Diomedes Días. Dios me de días. Dios te dio días Diomedes. Probablemente, mucho más de los que varios pretendidos ajusticiadores te hubieran concedido ó, al menos, sin ser estos dioses o sicarios, muchos más días de los que finalmente viviste en tu ley, la de la eterna parranda. Bien sabido es que tu nombre es un alegoría de tu existencia. Todo el mundo que te conoció supo que tu mayor temor era el de la muerte, tu propia muerte. Con genuina preocupación y tiritones en el cuerpo (no sabemos si del guayabo, del miedo, o de la mezcla de ambos), el papá de los pollitos daba cuenta premonitoria de su muerte en una célebre entrevista que circula por YouTube:  “Enterrado, abajo de la tierra, con esos calores que hacen ahora”.

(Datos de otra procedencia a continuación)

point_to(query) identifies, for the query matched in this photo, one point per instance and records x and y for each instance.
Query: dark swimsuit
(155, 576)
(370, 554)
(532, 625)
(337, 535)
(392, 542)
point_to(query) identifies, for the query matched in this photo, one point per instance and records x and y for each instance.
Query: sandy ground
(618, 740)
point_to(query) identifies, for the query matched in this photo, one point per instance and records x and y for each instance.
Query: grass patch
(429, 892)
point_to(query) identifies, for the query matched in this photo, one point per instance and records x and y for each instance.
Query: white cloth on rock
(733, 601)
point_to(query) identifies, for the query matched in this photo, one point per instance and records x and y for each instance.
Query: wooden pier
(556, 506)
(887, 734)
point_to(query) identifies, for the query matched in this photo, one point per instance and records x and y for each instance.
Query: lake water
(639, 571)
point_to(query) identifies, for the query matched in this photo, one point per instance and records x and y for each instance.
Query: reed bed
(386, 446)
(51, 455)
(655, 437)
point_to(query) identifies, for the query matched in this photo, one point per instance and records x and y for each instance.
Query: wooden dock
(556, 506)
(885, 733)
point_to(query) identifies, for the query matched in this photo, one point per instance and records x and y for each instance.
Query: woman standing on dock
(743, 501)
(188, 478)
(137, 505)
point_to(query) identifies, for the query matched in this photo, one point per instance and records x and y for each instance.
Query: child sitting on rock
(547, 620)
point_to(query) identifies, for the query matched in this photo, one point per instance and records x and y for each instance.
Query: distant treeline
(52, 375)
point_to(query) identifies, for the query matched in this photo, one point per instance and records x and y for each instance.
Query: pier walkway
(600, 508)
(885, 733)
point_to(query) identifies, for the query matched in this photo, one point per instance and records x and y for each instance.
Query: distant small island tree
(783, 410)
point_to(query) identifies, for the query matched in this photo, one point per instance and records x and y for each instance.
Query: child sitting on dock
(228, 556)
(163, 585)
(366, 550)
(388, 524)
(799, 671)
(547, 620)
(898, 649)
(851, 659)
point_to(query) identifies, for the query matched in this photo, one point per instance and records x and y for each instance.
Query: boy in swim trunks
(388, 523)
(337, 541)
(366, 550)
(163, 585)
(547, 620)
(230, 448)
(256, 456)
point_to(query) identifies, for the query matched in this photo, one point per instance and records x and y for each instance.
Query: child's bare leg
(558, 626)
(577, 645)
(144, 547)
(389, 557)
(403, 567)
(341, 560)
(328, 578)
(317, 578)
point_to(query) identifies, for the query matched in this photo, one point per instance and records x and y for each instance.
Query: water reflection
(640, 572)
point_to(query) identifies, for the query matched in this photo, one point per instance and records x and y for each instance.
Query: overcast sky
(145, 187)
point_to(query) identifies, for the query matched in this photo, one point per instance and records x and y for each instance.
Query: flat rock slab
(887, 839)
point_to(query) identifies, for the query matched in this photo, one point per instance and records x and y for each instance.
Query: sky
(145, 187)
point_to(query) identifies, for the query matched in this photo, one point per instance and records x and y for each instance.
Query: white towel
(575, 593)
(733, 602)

  Pero por mucho temor que se le tenga a la muerte, la pulsión del miedo no puede hacer más que retardar el fatídico momento.  Aunque se te considera un inmortal del Vallenato, eso no es más que una lisonja Diomedes, o como mucho algo que solo hace referencia la permanencia de tu música y figura en el recuerdo de tus admiradores que siguen con vida. La muerte nos llega a todos Diomedes, también a ti. La muerte te llego tarde viejo Diomedes, como quién dice, cuando ya estabas jugando el tiempo suplementario del partido. No se si calificar tu longevidad como una bendición o, al contrario, como una maldición; el caso es que así sucedió nada más, cosa que supongo, tu ser mortal, agradeció en cada fiesta. Y es que toda la vida, como ya dije viviste al amparo de tu ley, dándole duro al guaro (y quién sabe a cuanto más), animando las parrandas del valle con tu canto. En tus últimos años, ya tus manos y piernas temblaban y no precisamente al ritmo de la música. Tenías la mitad de tu rostro paralizada, casi igual que el cantante de los cantantes, Héctor Lavoe, en sus últimos días. Para la edad que tenías justo antes de visitar el patio de los callaos, eran pocas las arrugas que se te veían. Se bien que eso no se debió a ningún milagro de la Virgen del Carmen ni intervención divina que se le asemeje. Sabemos, viejo diablo y vanidoso, que hiciste trampa y se te término pasando la mano igual que a la Duquesa de Alba, pues si bien las cirugías estéticas rejuvenecieron tu rostro, lo hicieron a costa de un alto precio –y no me refiero al billete- sino que a la transformación-deformación de tus facciones que te transformaron casi en un Michael Jackson del vallenato.  Lo que tu rostro escondía lo mostraba en cambio –y sin disimulo-  el resto de tu cuerpo. Además de los tiritones, o por causa de los mismos, te llevaban de lado a lado en una silla de ruedas especialmente diseñada para tus necesidades, pues contaba con inscripciones en diamante con tu nombre en la parte trasera de la silla y como no, con un posa-botellas en cada baranda de manos; una para el agua y la otra para el aguardientico, pues, viejo diablo, ni en tu peor estado renunciaste a tus placeres, aunque ya la cirrosis te consumiera el hígado. Hay quién dice que en la privacidad de tu camarín hasta te ponías tampones con alcohol por el ojete, para que el licor llegase directamente al torrente sanguíneo y así quedar instantáneamente borracho sin hacer trabajar horas extras a tu maltratado hígado.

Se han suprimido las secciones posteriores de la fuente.